Inflation linked savings accounts: should you believe the hype?


For the past 12 months or so savers have been caught in a perfect storm; inflation has been rising steeply and interest rates continue to run at all time lows.

So where have savers turned to for a real above inflation return?

The answer until the middle of last year was often NS&I (National Savings & Investments) Index Linked Bonds. These provided a return of 1% above RPI, came with three and five year terms, could be surrendered easily and to top it all the interest was tax free. Even the relatively low £15,000 subscription limit could not diminish the value to most investor’s portfolio.

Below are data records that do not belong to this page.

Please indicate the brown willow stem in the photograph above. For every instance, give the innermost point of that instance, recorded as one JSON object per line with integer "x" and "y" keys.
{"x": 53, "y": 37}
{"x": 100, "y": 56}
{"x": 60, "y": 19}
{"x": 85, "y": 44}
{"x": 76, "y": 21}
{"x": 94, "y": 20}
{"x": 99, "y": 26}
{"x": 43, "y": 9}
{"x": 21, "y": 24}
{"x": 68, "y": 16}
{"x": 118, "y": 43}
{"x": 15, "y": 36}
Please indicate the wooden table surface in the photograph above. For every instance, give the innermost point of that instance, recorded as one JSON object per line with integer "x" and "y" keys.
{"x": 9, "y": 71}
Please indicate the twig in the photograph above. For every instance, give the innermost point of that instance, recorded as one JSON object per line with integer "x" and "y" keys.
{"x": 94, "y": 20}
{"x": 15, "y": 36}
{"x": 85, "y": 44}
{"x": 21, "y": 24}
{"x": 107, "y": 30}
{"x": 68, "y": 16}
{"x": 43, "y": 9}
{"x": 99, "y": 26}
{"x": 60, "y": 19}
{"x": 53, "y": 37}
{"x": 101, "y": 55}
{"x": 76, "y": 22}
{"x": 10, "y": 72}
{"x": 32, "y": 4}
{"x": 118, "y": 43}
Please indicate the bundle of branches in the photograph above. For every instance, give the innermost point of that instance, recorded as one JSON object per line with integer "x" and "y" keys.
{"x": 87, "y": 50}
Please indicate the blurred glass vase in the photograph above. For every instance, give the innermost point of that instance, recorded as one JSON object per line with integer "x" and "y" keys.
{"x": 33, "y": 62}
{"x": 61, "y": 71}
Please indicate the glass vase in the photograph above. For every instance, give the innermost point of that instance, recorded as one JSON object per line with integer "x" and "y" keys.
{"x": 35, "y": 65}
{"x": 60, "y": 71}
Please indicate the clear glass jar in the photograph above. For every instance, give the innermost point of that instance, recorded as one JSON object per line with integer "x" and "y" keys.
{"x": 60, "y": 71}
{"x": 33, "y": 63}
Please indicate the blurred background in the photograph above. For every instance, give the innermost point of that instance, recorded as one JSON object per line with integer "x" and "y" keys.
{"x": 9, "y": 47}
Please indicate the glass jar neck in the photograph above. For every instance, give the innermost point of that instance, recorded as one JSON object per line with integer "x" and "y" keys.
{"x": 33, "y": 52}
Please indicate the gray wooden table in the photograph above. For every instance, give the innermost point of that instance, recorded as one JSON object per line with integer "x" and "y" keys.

However in early summer last year they were withdrawn and savers looking for a real return from their savings were left desperately searching the best buy tables. For tax payers, even those paying basic rate, this search was often fruitless and where an inflation beating rate could be found it often meant tying savings up for four or even five years.

New launches

Recently we have seen a wave of new savings accounts launched with interest linked to inflation.

The new accounts offered by the likes of the Post Office, Birmingham Midshires and Kent Reliance Building Society, amongst others, all share some common themes with the daddy of all inflation linked savings accounts, the NS&I Index Linked Bond.

To start with they all link the interest you receive to RPI (Retail Price Index) and all provide an additional fixed rate of interest payable on top.

However there are some significant differences. To start with all the recent RPI linked accounts have terms of five years and do not allow access to the capital during that time, NS&I Index Linked Certificates had terms of three and five years.

Furthermore the interest payable on is subject to income tax, the only exception being the Kent Reliance’s Inflation Linked Cash ISA.

Are these accounts the answer to finding a ‘real return’?

Well. yes and no, it all depends on your tax status.

Yes because if you do not pay tax or you open an account as a Cash ISA then the return you get will be at least equal to RPI, indeed if the account also makes a fixed additional payment the return will be above RPI.

No if you are a tax payer and do not use a Cash ISA. The fixed rate of interest payable above RPI is generally insufficient to compensate for the tax you pay, meaning that the actual rate of interest you get after tax will, in most cases, be below inflation.

Should beating RPI be the sole aim for my savings?

Beating RPI will mean your savings retain their buying power relative to inflation.

But just suppose for a moment that the Bank of England is correct in its prediction and inflation falls back towards the end of 2011 and into 2012. If this was to happen and interest rates rise at the same time, you might have been better off taking out a traditional fixed rate savings account.

In times of rising inflation getting a real return on your savings is crucial, however all the inflation linked accounts currently available require your money to be tied up for five years. This is a long time and getting a guaranteed inflation beating return may mean other opportunities could be lost.

So what’s the answer?

It’s a case of stick or twist.

If you are a non taxpayer or plan to save into a Cash ISA you could twist, take the plunge and go for one of the many inflation linked accounts currently available. You know you will beat inflation but you are gambling that at the end of five years the return you get will be better than the alternative accounts you could have had.

If you are a taxpayer, at whatever rate none of the inflation beating accounts currently gives a net, after tax return, that actually does beat RPI. You may therefore decide to hold fire for a while, consider your options and stick, until NS&I announce their plans.